There won’t be any specific programming language used
This discussion is aimed at the beginner (level 101) although I hope it has some relevance even to those that have used event sourcing in the past
So first I am going to show how a database stores data (using the whiteboard) and then will show how the same data would be stored in an event sourcing data model (also referred to as event streaming). The business domain I’ll use is a very, very simplified bank account system.
Modelling an event source based system is not a massively different thing to modelling a database system.
You define the events that can occur to any given aggregate and all the properties that can be known about that event
Then you can define the projections that run over that aggregate to give you point-in-time data
You can extend this with commands and queries, and identity groups and classifiers.
There is no relationship part though – aggregates are considered logically separate.
So – how does event sourcing compare to a traditional database approach? We’ll look at the following categories but if anything else occurs while we are doing so shout it out so we can add it in to the mix. Performance Scalability Tooling Developer experience Ease of use Business fit
Commands can append events to the end of event streams
Queries can run projections
Projection results can be cached
The internals of an event sourced system should not be shared between domains
Only the defined Command and Query interfaces can be used outside of the domain
The best advice I can give you in terms of learning event sourcing (and this also applies to CQRS) is to experiment with it – either in a personal project or in a new build work project that allows for some flexibility.

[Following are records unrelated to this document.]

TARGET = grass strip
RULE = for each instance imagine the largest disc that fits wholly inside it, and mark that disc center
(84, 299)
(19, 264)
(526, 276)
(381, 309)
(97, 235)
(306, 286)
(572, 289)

If you want an out-of-the-box experience there is a project called “Event Store” at the URL geteventstore.com that you should give a go.
There are videos on YouTube – especially the “Goto 2014;” talk by Greg Young, a number of blogs by people like Daniel Whittaker and Dino Esposito and a good few folks on twitter discussing this (including myself) and the book “Event Centric: Finding Simplicity in Complex Systems” (also by Greg Young)
If you are a .NET developer there are two linked projects I am working on (hosted on CodeProject) – a CQRS / Event Sourcing framework that runs on top of Azure storage and a graphical designer for creating the event source based business model. Neither is production ready quite yet but getting there.
Now that we have a grasp on the idea of event storming we can add a bit of funky madness by adding the idea of treating the life cycle of each command and query as an independent event stream in its own right.
This event stream can be in the form of a queue which, in turn, means multiple independent agents (threads or microservices) can work on the same command or query asynchronously and that the processing of that command or query can go up or down as the command/query is in flight.
Theoretically this means that performance can scale linearly with addition of hardware.